Action or Renunciation. (part 1/2) By Matsyavatara dasa (Marco Ferrini)

The Art of Perfect Action

In the third and fifth chapters of Bhagavad-gita Krishna explains to his disciple Arjuna the art of  perfect action.
The perfection of action – karma yoga – can not be reached unless one obtains a clear understanding and a proper discernment of what is beneficial and what is harmful for the spiritual evolution of the individual, that is why the right behavior, or acara, can be achieved only if the right knowledge, jnana, has already been acquired. Jnana can be completed and improved only with a proper practice that leads to vijnana, realized knowledge, the wisdom: the knowledge transformed in action and applied with creativity in the right time, in the right place and under the right circumstances. 
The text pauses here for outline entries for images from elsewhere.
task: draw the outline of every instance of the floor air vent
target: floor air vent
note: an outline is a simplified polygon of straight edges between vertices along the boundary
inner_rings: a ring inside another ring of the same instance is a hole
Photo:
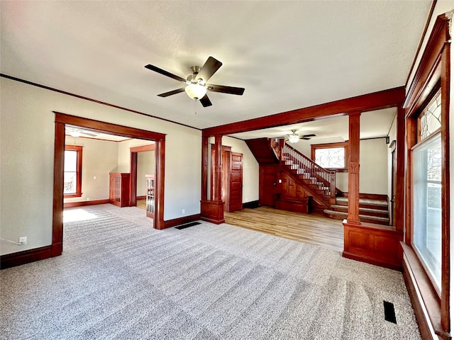
[[[192,222],[191,223],[187,223],[186,225],[179,225],[178,227],[175,227],[175,229],[185,229],[189,228],[189,227],[192,227],[193,225],[201,225],[199,222]]]
[[[387,301],[383,300],[383,307],[384,307],[384,319],[397,324],[396,312],[394,311],[394,305]]]

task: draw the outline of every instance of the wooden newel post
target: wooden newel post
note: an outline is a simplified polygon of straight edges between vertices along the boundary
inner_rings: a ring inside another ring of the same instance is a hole
[[[333,171],[329,173],[329,192],[331,194],[329,203],[336,204],[336,171]]]

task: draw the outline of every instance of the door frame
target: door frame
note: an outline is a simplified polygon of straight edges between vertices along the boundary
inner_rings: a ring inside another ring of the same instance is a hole
[[[155,219],[153,227],[164,229],[164,165],[165,135],[117,124],[84,118],[57,111],[54,144],[54,189],[52,223],[51,256],[61,255],[63,250],[63,174],[65,170],[65,128],[67,124],[111,133],[129,138],[155,142]]]
[[[137,205],[137,157],[138,152],[146,152],[147,151],[155,151],[156,144],[148,144],[146,145],[141,145],[140,147],[130,147],[131,152],[131,191],[129,193],[130,202],[131,207]],[[156,154],[155,153],[155,159],[156,158]],[[155,163],[156,163],[155,162]],[[155,176],[156,176],[156,168],[155,167]]]

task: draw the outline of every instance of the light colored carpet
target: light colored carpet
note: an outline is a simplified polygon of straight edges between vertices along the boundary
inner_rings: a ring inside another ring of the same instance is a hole
[[[399,272],[225,224],[158,231],[135,207],[77,216],[63,255],[0,272],[1,339],[421,339]]]

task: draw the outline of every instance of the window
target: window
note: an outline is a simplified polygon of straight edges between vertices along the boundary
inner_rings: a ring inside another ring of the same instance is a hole
[[[413,150],[413,244],[438,291],[441,282],[441,135]]]
[[[347,142],[314,144],[311,146],[312,160],[322,168],[345,170],[348,164]]]
[[[65,198],[82,196],[82,147],[65,146],[63,195]]]
[[[418,118],[412,151],[413,244],[438,292],[441,290],[441,96]]]

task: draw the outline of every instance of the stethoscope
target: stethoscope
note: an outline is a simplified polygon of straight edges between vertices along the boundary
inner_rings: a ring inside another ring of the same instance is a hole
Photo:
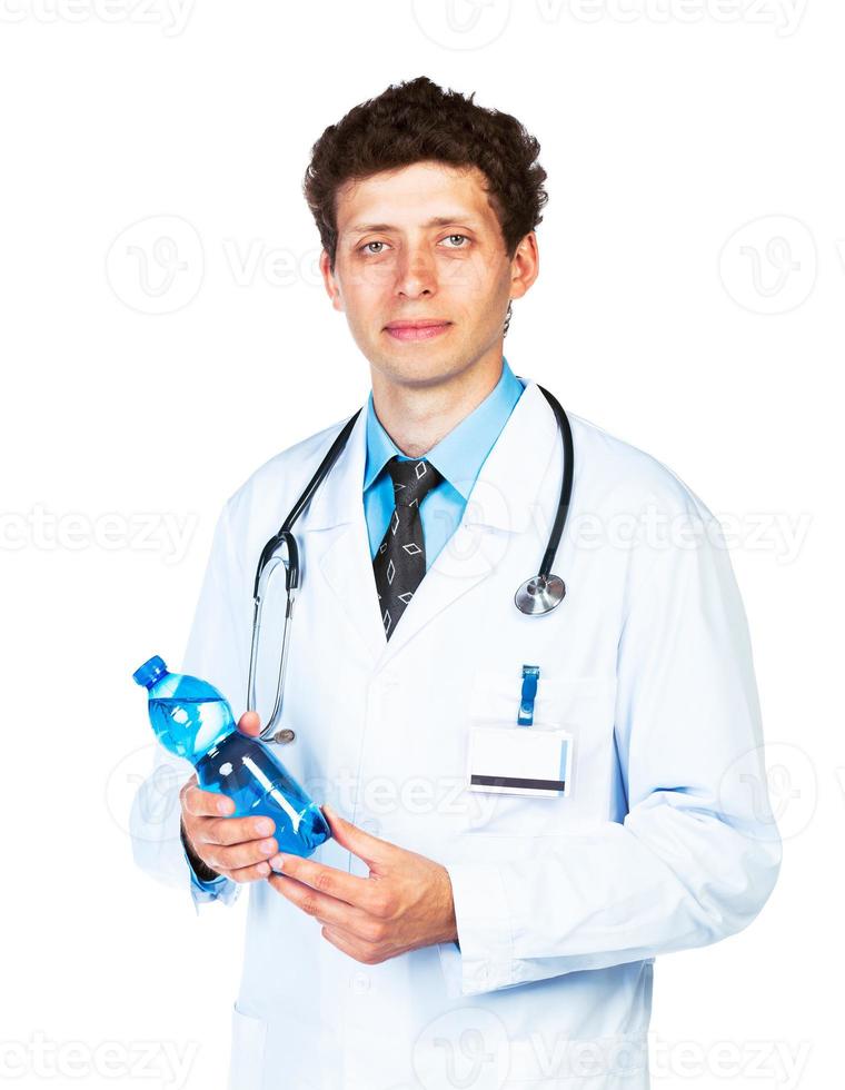
[[[564,595],[566,594],[566,584],[558,575],[551,574],[551,564],[555,559],[557,547],[560,544],[564,526],[566,525],[566,516],[569,512],[569,501],[573,493],[574,468],[573,432],[569,426],[567,415],[554,394],[550,394],[543,386],[540,386],[539,389],[543,392],[546,400],[549,403],[555,413],[557,426],[563,438],[564,475],[560,483],[560,497],[557,503],[555,522],[551,526],[551,533],[549,534],[546,552],[543,555],[543,563],[540,564],[539,573],[537,575],[533,575],[529,579],[526,579],[525,583],[517,588],[517,592],[514,595],[514,602],[516,603],[517,610],[519,610],[520,613],[525,613],[528,616],[534,617],[550,613],[563,602]],[[322,484],[329,470],[337,460],[340,452],[346,446],[347,439],[349,438],[352,427],[355,426],[355,422],[360,416],[360,413],[361,409],[358,409],[357,413],[346,422],[340,433],[335,437],[335,440],[329,447],[326,457],[322,459],[320,465],[317,467],[317,472],[306,485],[302,495],[299,497],[299,499],[297,499],[296,504],[294,504],[288,517],[281,524],[281,528],[279,529],[278,534],[275,534],[261,549],[261,555],[258,559],[255,586],[252,588],[252,643],[249,650],[249,681],[247,684],[247,707],[250,711],[258,710],[258,702],[256,700],[256,673],[258,666],[258,642],[261,631],[261,608],[270,578],[279,564],[285,565],[285,589],[287,592],[285,630],[281,637],[279,675],[276,684],[276,701],[272,706],[272,714],[270,715],[267,725],[259,734],[259,737],[262,741],[267,741],[270,735],[275,733],[276,725],[279,721],[281,711],[281,695],[285,685],[285,670],[288,663],[288,648],[290,645],[294,600],[296,598],[296,592],[299,589],[299,549],[297,548],[296,538],[291,533],[291,527],[308,506],[311,496]],[[289,742],[292,740],[292,731],[279,731],[275,737],[275,741]]]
Bhagavad-gita answers to a complex question raised by Arjuna to Krishna: what is better - action or renunciation?
Krishna, in an admirable way, explains that it is impossible to give up acting completely: in reality the so-called inaction does not exist. Everyone in the world is inevitably obliged to act, there is no life without action, even a single breath implies some movement, by a rhythm which is integral to life (B.g. III.5). As Krishna states everybody acts according to the tendencies acquired during the previous life experiences; even the wise cannot refrain from action, not even for a moment, but his way of acting is completely different in nature compared to the one who is unaware of true knowledge and whose motivation is impure.
Krishna urges Arjuna with the following words: “Carry out your duty as action is better than inaction. Without acting the man is unable even to maintain his body” (B.g. III.8).
Therefore renunciation should be understood not just as a complete abstention from acting – that would be impossible – but as an abstention from the impure activities, that implies avoiding the objects of the senses (tyaga), people and experiences that can lead us astray from our spiritual path.
Once Arjuna has understood this important teaching, Krishna reveals higher truth and, in the fifth chapter, declares that both renunciation from action and devotional action lead to liberation but, of the two, the devotional action is better.